Lining up the Reasons Not to Do Something and Coming Up with Reasons to Do What Doesn't Need to Be Done
Class of 2007
In retrospect, I’ve taken a long route. I graduated from school in March 2007, and started working at Mori Building Co., Ltd. Learning at the seminar conducted by Prof. Akira Morita about Private Finance Initiative (PFI), which is a scheme where private firms are contracted to complete and manage public projects, inspired in me a desire to know more about the process of how private firms create public spaces while dealing with the government.

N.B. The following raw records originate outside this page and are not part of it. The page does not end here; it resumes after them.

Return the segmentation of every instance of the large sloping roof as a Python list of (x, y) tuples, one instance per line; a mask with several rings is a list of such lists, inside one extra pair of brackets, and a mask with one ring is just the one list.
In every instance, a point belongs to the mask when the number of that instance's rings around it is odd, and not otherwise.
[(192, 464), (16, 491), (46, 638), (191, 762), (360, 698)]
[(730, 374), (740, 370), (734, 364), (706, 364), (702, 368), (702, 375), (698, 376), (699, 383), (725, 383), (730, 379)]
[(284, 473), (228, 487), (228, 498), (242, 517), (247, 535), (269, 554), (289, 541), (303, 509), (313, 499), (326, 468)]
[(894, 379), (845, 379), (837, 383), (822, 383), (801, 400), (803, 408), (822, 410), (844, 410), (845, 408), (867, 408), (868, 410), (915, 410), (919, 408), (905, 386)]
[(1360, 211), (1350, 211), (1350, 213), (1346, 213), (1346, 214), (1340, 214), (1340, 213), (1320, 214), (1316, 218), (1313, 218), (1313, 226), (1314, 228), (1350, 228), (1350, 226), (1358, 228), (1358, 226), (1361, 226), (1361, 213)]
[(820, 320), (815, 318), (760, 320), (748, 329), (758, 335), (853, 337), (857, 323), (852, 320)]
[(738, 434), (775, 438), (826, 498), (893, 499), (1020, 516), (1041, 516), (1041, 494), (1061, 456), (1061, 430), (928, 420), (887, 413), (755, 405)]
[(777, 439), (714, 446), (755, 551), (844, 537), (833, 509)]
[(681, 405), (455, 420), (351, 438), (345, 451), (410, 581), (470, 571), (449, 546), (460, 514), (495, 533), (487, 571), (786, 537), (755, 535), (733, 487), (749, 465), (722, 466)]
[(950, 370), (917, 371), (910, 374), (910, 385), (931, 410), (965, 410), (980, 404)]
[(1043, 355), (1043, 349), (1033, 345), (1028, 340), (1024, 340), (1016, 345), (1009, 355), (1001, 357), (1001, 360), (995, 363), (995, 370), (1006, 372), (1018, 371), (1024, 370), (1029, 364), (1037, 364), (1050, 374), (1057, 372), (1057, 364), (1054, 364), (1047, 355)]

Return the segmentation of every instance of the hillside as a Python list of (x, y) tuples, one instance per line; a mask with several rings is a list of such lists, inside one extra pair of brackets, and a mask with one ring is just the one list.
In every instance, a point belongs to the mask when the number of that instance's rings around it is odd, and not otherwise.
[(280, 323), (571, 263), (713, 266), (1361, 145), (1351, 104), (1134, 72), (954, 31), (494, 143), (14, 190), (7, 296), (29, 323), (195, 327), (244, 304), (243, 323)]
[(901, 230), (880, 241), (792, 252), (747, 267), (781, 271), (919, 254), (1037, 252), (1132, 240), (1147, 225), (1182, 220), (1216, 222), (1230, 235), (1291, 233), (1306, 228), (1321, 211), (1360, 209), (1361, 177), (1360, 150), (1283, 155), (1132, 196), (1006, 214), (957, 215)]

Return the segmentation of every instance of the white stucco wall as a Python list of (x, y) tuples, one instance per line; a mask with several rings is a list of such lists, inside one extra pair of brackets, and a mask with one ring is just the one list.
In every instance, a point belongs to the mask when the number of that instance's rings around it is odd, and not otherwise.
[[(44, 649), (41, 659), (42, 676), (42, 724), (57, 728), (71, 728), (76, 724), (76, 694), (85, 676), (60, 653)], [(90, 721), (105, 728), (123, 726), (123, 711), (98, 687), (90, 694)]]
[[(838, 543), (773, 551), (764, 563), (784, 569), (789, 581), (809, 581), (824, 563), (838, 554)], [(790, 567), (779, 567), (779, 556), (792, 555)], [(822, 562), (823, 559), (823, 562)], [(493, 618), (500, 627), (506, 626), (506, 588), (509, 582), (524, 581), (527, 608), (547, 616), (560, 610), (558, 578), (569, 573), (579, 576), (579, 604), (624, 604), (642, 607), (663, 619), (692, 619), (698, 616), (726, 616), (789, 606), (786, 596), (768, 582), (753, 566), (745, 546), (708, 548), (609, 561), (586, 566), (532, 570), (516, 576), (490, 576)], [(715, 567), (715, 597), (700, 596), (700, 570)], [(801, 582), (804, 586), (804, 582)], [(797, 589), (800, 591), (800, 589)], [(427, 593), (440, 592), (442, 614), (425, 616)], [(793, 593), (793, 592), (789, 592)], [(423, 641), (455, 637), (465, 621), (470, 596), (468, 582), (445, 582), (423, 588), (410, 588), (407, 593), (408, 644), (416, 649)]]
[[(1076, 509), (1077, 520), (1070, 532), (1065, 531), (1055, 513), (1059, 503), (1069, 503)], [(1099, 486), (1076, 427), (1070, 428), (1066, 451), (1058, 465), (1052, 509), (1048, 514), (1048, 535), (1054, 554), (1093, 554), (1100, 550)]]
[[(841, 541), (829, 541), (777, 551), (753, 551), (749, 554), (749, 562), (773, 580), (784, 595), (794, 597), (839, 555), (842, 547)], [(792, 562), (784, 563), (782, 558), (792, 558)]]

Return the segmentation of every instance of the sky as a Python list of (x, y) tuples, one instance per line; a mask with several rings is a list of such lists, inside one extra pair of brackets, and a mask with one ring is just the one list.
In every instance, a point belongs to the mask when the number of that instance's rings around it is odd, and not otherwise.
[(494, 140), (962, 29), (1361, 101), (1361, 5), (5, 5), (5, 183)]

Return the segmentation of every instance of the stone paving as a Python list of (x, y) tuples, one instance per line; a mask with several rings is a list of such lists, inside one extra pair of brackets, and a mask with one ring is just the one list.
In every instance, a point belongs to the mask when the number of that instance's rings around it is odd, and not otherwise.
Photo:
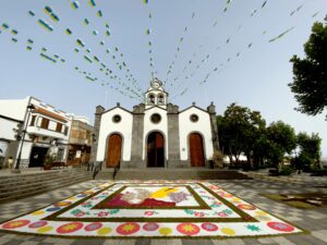
[[(308, 230), (311, 234), (298, 234), (258, 238), (227, 238), (227, 240), (68, 240), (46, 236), (26, 236), (0, 233), (0, 245), (323, 245), (327, 244), (327, 209), (295, 209), (284, 204), (270, 200), (261, 194), (271, 193), (303, 193), (323, 192), (327, 193), (326, 177), (307, 177), (305, 175), (289, 179), (266, 177), (264, 174), (251, 181), (210, 181), (223, 187), (226, 191), (240, 196), (257, 207), (269, 211), (271, 215), (283, 218), (302, 229)], [(12, 219), (46, 205), (56, 203), (78, 192), (104, 183), (105, 181), (88, 181), (81, 184), (57, 189), (47, 194), (11, 201), (0, 205), (0, 221)], [(325, 185), (324, 185), (325, 184)]]

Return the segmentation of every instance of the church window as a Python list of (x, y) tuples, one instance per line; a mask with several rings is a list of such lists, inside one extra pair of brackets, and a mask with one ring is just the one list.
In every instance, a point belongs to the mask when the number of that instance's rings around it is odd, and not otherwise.
[(165, 97), (164, 95), (158, 96), (158, 105), (165, 105)]
[(198, 115), (197, 114), (191, 114), (190, 120), (191, 120), (191, 122), (197, 122), (198, 121)]
[(155, 114), (152, 115), (150, 120), (152, 120), (153, 123), (157, 124), (161, 121), (161, 115), (158, 114), (158, 113), (155, 113)]
[(121, 121), (121, 117), (119, 114), (112, 117), (112, 122), (119, 123), (120, 121)]
[(155, 99), (155, 96), (154, 96), (153, 94), (150, 94), (150, 95), (148, 96), (148, 103), (149, 103), (149, 105), (155, 105), (155, 103), (156, 103), (155, 100), (156, 100), (156, 99)]

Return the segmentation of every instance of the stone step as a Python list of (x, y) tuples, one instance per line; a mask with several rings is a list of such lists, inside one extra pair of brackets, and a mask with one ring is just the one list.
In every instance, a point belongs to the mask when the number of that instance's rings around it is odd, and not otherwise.
[(34, 188), (34, 189), (31, 189), (28, 192), (23, 192), (19, 195), (10, 195), (10, 196), (7, 196), (7, 197), (2, 197), (2, 198), (0, 198), (0, 204), (7, 203), (7, 201), (12, 201), (12, 200), (19, 200), (19, 199), (35, 196), (35, 195), (39, 195), (39, 194), (43, 194), (43, 193), (46, 193), (46, 192), (49, 192), (49, 191), (53, 191), (53, 189), (61, 188), (61, 187), (64, 187), (64, 186), (77, 184), (77, 183), (85, 182), (85, 181), (88, 181), (88, 180), (89, 179), (83, 177), (83, 179), (76, 179), (74, 181), (61, 182), (61, 183), (58, 183), (56, 185), (48, 186), (47, 188), (45, 188), (45, 187), (40, 188), (40, 189), (35, 189)]
[[(100, 171), (96, 179), (112, 179), (112, 170)], [(114, 180), (252, 180), (234, 170), (211, 169), (121, 169)]]
[[(86, 175), (84, 173), (74, 173), (74, 174), (70, 174), (69, 177), (73, 179), (73, 177), (85, 177)], [(89, 174), (87, 174), (87, 176), (89, 177)], [(10, 193), (13, 192), (16, 188), (21, 188), (22, 186), (24, 186), (24, 188), (27, 187), (32, 187), (32, 186), (38, 186), (38, 185), (45, 185), (48, 183), (52, 183), (52, 182), (60, 182), (62, 180), (66, 180), (68, 176), (64, 175), (59, 175), (56, 177), (44, 177), (44, 179), (38, 179), (38, 180), (16, 180), (15, 182), (10, 182), (8, 184), (1, 184), (0, 185), (0, 196), (3, 193)]]
[(48, 179), (56, 177), (58, 175), (71, 173), (71, 172), (85, 172), (81, 170), (51, 170), (51, 171), (40, 171), (38, 173), (20, 173), (20, 174), (10, 174), (10, 175), (2, 175), (0, 177), (0, 185), (8, 184), (11, 182), (16, 182), (17, 180), (39, 180), (47, 176)]
[(33, 174), (13, 174), (0, 185), (0, 203), (16, 200), (92, 180), (92, 173), (85, 170), (65, 170), (39, 172)]

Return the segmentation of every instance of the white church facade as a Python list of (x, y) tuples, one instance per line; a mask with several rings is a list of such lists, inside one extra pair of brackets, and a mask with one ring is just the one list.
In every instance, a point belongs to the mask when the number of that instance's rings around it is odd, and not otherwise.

The 2008 global financial crisis occurred the year after I joined the company. I was quite fortunate to have been in the hands of Mori Building while all of the emerging real estate firms were going out of business (It wouldn’t have worried me if I fell back on the government job for which a lot of GraSSPers aim). Since the management seems to have liked unusual personnel, a few years later I found myself working at the management planning division where I was given an environment that enabled me to discuss multibillion-dollar investments or the future of a company. Looking back, my ego might have been sky high.
Then, the Great East Japan Earthquake happened, and it took my ego down a notch. It’s still fresh in our minds, and we had just never experienced anything like that before. My office was located in the building complex called Roppongi Hills. Fortunately, it wasn’t greatly damaged in accordance with its slogan for earthquake and disaster preparedness. In fact, there’s an enormous in-house power generator that’s not for emergencies installed in the basement of Roppongi Hills. It’s so reliable that it cannot only supply power without buying electricity from Tokyo Electric Power Co., Inc., but also sell electricity to others. That experience happened to show me what I had always wanted to know, the importance of the private sector in playing public roles. And yet at the same time, I become painfully aware of how powerless human beings were before the tsunami and nuclear accidents.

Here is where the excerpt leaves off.